La pharmacie de demain sera-t-elle une pharmacie de services de santé, proposant aux patients des suivis de leurs pathologies et des dépistages ? Pour Hadrien Philippe, ancien élu de l’Association nationale des étudiants en pharmacie de France (ANEPF) *, il n’y a pas de doute : les nouvelles missions sont l’avenir de la pharmacie.
Le 26 janvier 2018, le jeune homme a d’ailleurs présenté sa thèse de doctorat à la faculté de pharmacie de Poitiers sur ce thème. Dans ce travail de fin d’études, Hadrien Philippe a mené une enquête auprès de 233 patients et de 183 pharmaciens de l'ancienne région Poitou-Charentes.
Étendre les missions
Les résultats montrent que les patients sont très favorables à l’instauration de nouvelles missions à l’officine. 93 % sont favorables à ce que le pharmacien puisse ajuster les ordonnances en modifiant un dosage, une forme ou une posologie. De plus, 88 % d’entre eux aimeraient que le pharmacien puisse prescrire des médicaments pour des pathologies mineures, et 67 % approuvent l’idée qu'il puisse prescrire des analyses de laboratoire dans le cadre d’un suivi de traitement.

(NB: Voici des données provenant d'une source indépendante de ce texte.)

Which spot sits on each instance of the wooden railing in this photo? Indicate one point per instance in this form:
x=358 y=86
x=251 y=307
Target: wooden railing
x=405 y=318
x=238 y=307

Les pharmaciens sont de leur côté prêts à optimiser les prescriptions : 92 % seraient d’accord pour ajuster une ordonnance et 91 % pour prescrire dans le cadre de pathologies mineures. Ils sont en revanche moins nombreux (56 %) à être prêts à prescrire des analyses biologiques.
De nouveaux entretiens
Par ailleurs, les patients aimeraient disposer de nouveaux entretiens pharmaceutiques : sur l’équilibre nutritionnel (72 %), sur le sevrage tabagique (58 %), sur l’anxiété (56 %) et sur les crises de migraine (45 %).
Les pharmaciens se sont également montrés très intéressés par l‘extension des entretiens, mais sur des thèmes différents. C’est surtout le suivi des patients diabétiques qui ressort comme l’entretien pharmaceutique primordial à mettre en place, alors que celui-ci n’est cité qu’en sixième position par les patients. Viennent ensuite le sevrage tabagique (80 %), l’équilibre nutritionnel (80 %), les conseils à la contraception (67 %) et le suivi de la grossesse (60 %).
S'inspirer de l'étranger
Pour Hadrien Philippe, toutes ces extensions du champ de la pharmacie existent déjà dans certains pays : en Allemagne, en Angleterre, en Belgique, aux Pays-Bas, au Québec, en Suisse… « Elles rencontrent le succès dès lors qu’elles sont mises en place dans un cadre d’inter-professionnalité », insiste Hadrien Philippe. Dans ces pays, les missions sont assorties d’échanges fréquents entre le médecin et le pharmacien, avec des protocoles et des réunions en commun, un accès au dossier du patient partagé par tous les professionnels de santé…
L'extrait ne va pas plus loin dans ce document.